A l'epoque, le mois de Mai, c'etait aussi les Playoffs NBA (les phases finales du basket américain, pour toi, là, au fond, qui ne suit pas). Bon dieu, qu'est ce que j'ai pu trépigner devant ces "demi-dieux" qui jouaient leur saison (82 matchs tout de même), la sueur au front, dans des escarmouches à couteaux tirés où le tranquille parquet de la saison régulière se transformait subitement en un glorieux champ de bataille, digne du Ragnarok. Les "Bad Boys" des Detroit Pistons contre le "Showtime" des Los Angeles Lakers. Michael "Air" Jordan contre Clyde "The Glide" Drexler. Et tous ces moments de joie brutale que m'apportaient ces gladiateurs qu'etaient Charles Oakley, Anthony Mason, Dennis Rodman, A.C. Green, Charles Barkley, Bill Laimbeer, et bien d'autres encore... Rhâ! C'est parfois mieux qu'un grand film.
Des bons, des méchants, des maillots et des logos qui "claquent", des surnoms qui vous evoquent des super-héros. "The Worm", "Magic", "The Admiral", "Rain Man", "The Mailman", "The Dream", etc... Comment ne pas avoir l'imagination qui frétille? D'ailleurs, juste après le catch (j'y viendrais un de ces quatre), le basket NBA est pour moi ce qui se rapproche le plus du concept du super-héros. Du moins, des equipes de super-héros, en l'occurence. X-Men contre Avengers? Non! Ce soir, c'est Pistons contre Heat!!!

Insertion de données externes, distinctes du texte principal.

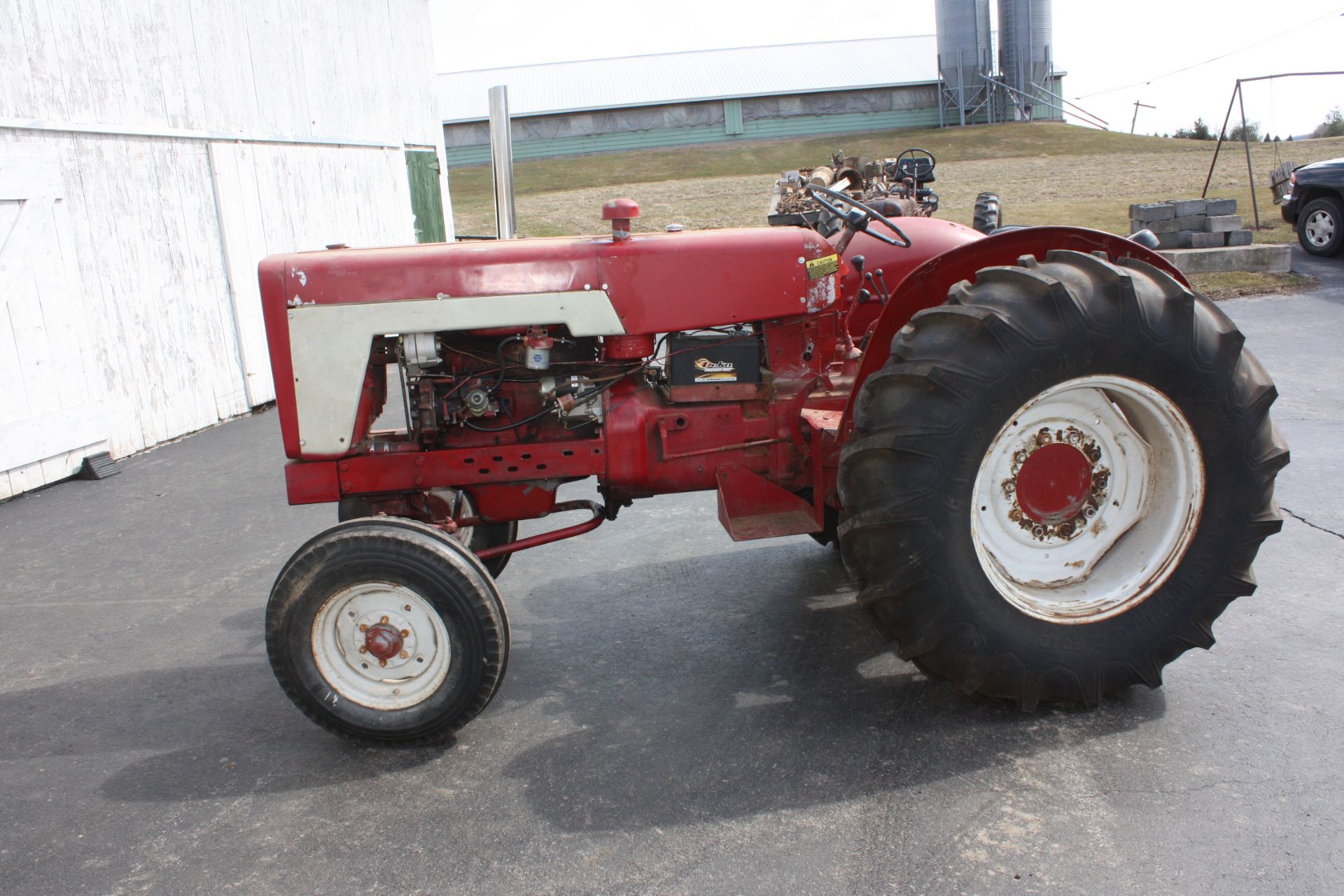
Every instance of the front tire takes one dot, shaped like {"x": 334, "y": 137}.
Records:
{"x": 1320, "y": 227}
{"x": 1159, "y": 429}
{"x": 387, "y": 631}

Ouep, Detroit face à Miami, ou quand les cols bleus de l'amérique ouvrière font face aux riches retraités de la Floride... Bon j'accentue le cliché, certes, mais c'est bien de çà qu'il s'agit. Chauncey Billups, Ben & Rachid Wallace, Rip Hamilton, ces noms n'evoquent sans doute rien pour le français lambda, plus ou moins amateur de sport, se contentant des minis reportages de Stade 2. Mais Shaquille O'Neal, tout le monde situe, pas de souci. Pour un vieux fan qui a decroché, les noms de Gary Payton ou Alonzo Mourning (ou même de Pat Riley) evoqueront sans aucun doute quelquechose. Et je mise ma collection personnelle de magnets de Star Wars que Dwyane Wade va , dans les années à venir, devenir de plus en plus incontournable.

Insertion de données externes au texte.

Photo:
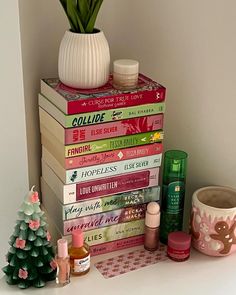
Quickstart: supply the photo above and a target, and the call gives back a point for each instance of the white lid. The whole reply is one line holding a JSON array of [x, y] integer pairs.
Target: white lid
[[125, 66], [152, 218]]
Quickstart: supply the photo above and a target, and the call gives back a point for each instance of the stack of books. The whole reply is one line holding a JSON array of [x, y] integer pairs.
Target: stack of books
[[101, 155]]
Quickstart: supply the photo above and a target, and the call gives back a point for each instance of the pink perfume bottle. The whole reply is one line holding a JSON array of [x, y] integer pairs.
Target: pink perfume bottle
[[152, 227], [63, 263]]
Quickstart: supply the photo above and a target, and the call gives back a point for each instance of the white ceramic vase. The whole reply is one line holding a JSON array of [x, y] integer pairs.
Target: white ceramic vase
[[84, 60]]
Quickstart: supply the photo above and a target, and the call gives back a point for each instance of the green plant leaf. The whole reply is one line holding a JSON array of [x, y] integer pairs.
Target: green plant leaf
[[83, 8], [95, 9], [73, 15], [63, 3]]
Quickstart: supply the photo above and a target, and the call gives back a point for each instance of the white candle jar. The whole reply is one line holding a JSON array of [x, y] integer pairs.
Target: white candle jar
[[125, 74]]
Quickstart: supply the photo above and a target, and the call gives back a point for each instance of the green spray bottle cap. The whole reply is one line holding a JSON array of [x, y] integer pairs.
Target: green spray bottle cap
[[175, 164]]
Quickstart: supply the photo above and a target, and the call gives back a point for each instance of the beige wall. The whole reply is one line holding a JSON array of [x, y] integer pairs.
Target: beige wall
[[190, 47], [42, 25], [187, 45], [13, 156]]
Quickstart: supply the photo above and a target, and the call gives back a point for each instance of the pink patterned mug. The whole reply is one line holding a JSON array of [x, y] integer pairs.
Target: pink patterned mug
[[213, 220]]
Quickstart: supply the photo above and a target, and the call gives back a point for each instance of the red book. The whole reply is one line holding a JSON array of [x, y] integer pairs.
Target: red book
[[75, 101]]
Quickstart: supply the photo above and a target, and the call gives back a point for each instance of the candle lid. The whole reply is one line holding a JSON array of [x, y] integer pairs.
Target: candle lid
[[125, 66], [179, 240]]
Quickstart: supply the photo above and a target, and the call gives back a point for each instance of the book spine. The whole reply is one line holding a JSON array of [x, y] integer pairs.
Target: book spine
[[113, 156], [104, 219], [106, 186], [116, 245], [112, 115], [107, 170], [99, 205], [114, 232], [113, 129], [115, 185], [113, 143], [116, 101]]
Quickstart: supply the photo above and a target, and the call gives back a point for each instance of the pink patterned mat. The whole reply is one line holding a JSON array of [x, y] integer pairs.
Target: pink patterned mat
[[121, 264]]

Opposition de style donc. Et moi, comme d'hab', je vais m'attarder sur les combats titanesques qui prennent place dans la raquette. Rachid & Ben Wallace d'un côté, O'Neal et Mourning de l'autre. Rien que çà, j'en ai une demi-molle. De la chair, du sang, des os et des muscles. Des guerriers s'affrontant à grands coups de dunks, de contres, de rebonds et de feintes. Quand le meilleur défenseur de la ligue depuis une demi-decennie doit stopper le joueur le plus dominant de tous les temps (il paraît, mais c'est lui même qui le dit...).
A l'heure qu'il est, nous en sommes à une victoire partout. Sur sept matchs. Suspense.
De quoi trépigner sur mon canapé toute la nuit comme il y a quinze ans.
Sauf qu'il faisait beau. Et chaud.
Tout fout le camp.

vendredi, mai 26, 2006

Blog, ouvre toi!!!

Bah voilà, çà y est. J'ai finalement succombé. Me voici, commençant un "blog", symbole de conformisme et de pseudo-modernité, moi qui, aujourd'hui encore, denigre le concept autant que la démarche (oui je sais, je suis infâme...).
Alors, me direz-vous, pourquoi diantre ouvres-tu un blog, toi qui déteste tant cette mode des blogs à tout va?
Peut-être parce qu'au détour de mes pérégrinations sur le sacro-saint Web, je suis parfois tombé, au détour d'un site quelconque, sur le lien me dirigeant vers un blog riche et pertinent.
Peut-être parce que, esseulé parmi la faune médiocre de la jungle "blogale", un blog a su m'interpeller, par un contenu détonant, par une prose etonnante.
Peut-être parce que moi aussi, finalement, j'ai besoin d'un exutoire. Et que, moi aussi, j'ai envie d'ecrire (mais çà, c'est pas nouveau). Et que, moi aussi, j'ai envie qu'on me lise.
Parce que, en réalité, depuis tout petit, j'aime ecrire, relire, et faire lire aux autres des tas d'idées, de concepts et d'avis sur tout et rien. Et que, en fin de compte, un blog, c'est bien pratique pour çà.
Alors, si aux détours de vos promenades sur le Net, vous tombez sur ce blog, passez-y un peu de votre temps, ou pas. Laissez-y un commentaire, bon ou mauvais, peu m'importe.
Entre exutoire et soliloque, blog, ouvre toi.